JoshuaKGoldberg / create-typescript-app

Quickstart-friendly TypeScript template with comprehensive, configurable, opinionated tooling. 💝
MIT License
621 stars 63 forks source link

🚀 Feature: make no-unused-variables more permissive #1515

Open sys13 opened 1 month ago

sys13 commented 1 month ago

Bug Report Checklist

Overview

I would suggest the following changes:

'@typescript-eslint/no-unused-vars': [
    'error',
    {
        argsIgnorePattern: '^_',
        caughtErrors: 'all',
        ignoreRestSiblings: true,
        varsIgnorePattern: '^_',
    },
],

This can help in the common React case of const [_, setMyVar] = React.useState() where you want to do array restructuring but don't want to keep the first argument. The other cases apply to (myVar, ...rest) => ... and function(_, stuff) which is useful when composing functions.

Additional Info

No response

JoshuaKGoldberg commented 1 month ago

Heya thanks for the suggestion @sys13!

const [_, setMyVar] = React.useState()

Is there a reason you don't want to do const [, setMyVar] = React.useState()?
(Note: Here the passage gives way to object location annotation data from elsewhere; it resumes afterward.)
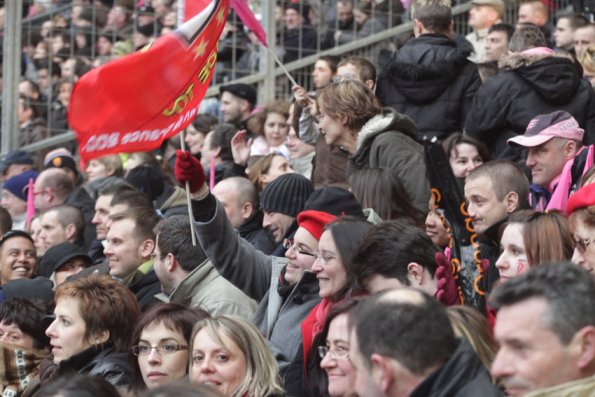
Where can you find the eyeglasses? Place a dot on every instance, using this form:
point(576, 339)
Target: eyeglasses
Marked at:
point(145, 350)
point(42, 192)
point(289, 244)
point(582, 245)
point(324, 258)
point(341, 354)
point(346, 77)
Also: I'm under the impression it's a bit of an antipattern / discouraged to set up state like this. Most React practices I've seen have encouraged keeping to simple state primitives and not relying on API details like "there's a rerender if I update this never-used state". Is there a reproduction case you can post for why you'd really want this?

The other cases apply to (myVar, ...rest) => ... and function(_, stuff) which is useful when composing functions.

Similar question here. My general impression has been that having to declare unused parameters is a symptom of confusing code styles. I worry that this is not a particularly common need - so might not make sense as the default in a general-purpose create-*-app?